Hidden among rampant foliage, a couple makes out with an urgency transmitted through Cecily Brown’s vigorous brush marks (pictured below right: Couple 2003-4). Their passion seems to have infected the whole woodland scene. The magenta flowers in the foreground are clearly defined, but as one’s eye travels back through the undergrowth, it’s as if feeling takes over from observation. Clarity is swept away by a gestural frenzy of greens and browns punctured by a patch of violet that breaks through the trees like an intense moment of orgasm.
It’s a wonderful picture, but it was painted over twenty years ago when Brown was emerging as a shooting star on the London art scene and it’s by far the best painting in her Serpentine show.

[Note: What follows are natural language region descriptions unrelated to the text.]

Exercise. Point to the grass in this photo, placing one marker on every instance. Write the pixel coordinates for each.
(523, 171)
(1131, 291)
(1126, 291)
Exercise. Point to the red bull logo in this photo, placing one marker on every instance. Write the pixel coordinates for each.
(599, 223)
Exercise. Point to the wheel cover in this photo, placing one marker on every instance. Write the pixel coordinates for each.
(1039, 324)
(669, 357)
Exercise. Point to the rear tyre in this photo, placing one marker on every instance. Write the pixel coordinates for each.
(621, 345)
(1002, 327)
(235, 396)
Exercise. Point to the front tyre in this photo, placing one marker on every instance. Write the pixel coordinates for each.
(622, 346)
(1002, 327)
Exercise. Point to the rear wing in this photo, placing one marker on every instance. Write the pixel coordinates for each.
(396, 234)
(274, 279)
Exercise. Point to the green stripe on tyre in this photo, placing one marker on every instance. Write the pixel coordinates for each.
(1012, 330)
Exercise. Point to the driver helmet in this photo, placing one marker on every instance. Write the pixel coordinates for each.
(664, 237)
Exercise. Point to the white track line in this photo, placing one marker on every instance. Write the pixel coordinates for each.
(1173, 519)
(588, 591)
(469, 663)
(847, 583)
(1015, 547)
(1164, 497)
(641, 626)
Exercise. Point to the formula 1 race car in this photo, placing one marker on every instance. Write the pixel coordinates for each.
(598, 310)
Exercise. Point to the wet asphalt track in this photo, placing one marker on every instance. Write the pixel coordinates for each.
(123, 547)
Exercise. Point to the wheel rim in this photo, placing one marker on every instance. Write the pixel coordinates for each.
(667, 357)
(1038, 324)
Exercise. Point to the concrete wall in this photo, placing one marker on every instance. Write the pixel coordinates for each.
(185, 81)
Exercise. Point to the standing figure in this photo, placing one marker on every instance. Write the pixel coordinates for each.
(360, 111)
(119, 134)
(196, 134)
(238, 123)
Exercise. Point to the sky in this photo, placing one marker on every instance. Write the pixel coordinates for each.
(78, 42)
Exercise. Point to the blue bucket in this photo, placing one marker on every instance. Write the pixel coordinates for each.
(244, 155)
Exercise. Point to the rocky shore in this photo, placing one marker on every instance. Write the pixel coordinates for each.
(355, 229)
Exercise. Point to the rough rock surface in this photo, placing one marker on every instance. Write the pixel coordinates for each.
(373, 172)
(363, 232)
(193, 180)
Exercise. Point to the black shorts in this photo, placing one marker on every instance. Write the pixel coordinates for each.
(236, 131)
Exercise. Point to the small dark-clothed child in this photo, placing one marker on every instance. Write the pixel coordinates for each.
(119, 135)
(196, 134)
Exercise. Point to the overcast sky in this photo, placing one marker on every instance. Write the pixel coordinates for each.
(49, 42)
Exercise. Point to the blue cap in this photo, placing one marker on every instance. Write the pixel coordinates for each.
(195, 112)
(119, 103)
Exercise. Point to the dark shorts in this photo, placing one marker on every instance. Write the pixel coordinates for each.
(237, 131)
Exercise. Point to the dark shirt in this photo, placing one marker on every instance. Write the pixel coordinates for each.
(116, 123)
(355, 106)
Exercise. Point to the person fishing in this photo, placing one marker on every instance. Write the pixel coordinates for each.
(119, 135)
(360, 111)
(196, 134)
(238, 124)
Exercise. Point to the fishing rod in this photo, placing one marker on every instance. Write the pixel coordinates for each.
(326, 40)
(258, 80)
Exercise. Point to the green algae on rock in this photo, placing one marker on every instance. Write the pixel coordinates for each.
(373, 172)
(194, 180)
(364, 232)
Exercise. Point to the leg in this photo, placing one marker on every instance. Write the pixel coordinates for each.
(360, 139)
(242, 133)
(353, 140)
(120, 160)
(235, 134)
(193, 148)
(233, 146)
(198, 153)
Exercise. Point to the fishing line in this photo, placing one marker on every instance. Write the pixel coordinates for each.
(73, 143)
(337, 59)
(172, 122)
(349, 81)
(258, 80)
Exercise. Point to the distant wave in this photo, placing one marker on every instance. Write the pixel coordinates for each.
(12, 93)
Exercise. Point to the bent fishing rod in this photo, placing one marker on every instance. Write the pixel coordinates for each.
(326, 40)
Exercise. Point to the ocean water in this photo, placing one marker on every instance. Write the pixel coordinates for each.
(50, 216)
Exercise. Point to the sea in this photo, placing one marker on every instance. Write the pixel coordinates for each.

In the past she borrowed freely from old master paintings, translating their figurative compositions into a melée of energetic marks that harbour glimpses of people, places and things and keep you guessing, and searching, and wondering.
That energy is still there but, with time, the flickers of her brush have become more uniform and the layering denser; rather than hinting at hidden (forbidden) subject matter, paintings such as A Round Robin (2023-4) (main picture) seem turgid and inert. Gazing into its depths no longer carries a sense of discovery and revelation. Instead your eye gets mired by a murky tangle of oil paint that leads nowhere either physically or emotionally.
Then comes the nature walk series based on a jigsaw puzzle illustration. Lying across a stream, a fallen log provides a makeshift bridge that invites you to wander into the landscape beyond. Despite Brown’s best efforts to energise the scene with animated paint handling and adding suggestive titles such as Nature Walk with Paranoia (pictured below left), The Charmed Water and Nature Walk with Hysterical Sky or switching to black and white, the image stubbornly refuses to become anything more than a picturesque cliché devoid of emotional depth.
A recent fascination with the fairy paintings of Victorian artist Richard Doyle and illustrations in children’s books by Beatrix Potter and Kathleen Hale has led to a series of charming but cloyingly sentimental watercolours. Oh dear! The artist moved to New York in 1994, a year after graduating from the Slade School, and it feels as if, for her, England has become inextricably linked with the past and memories of childhood story books.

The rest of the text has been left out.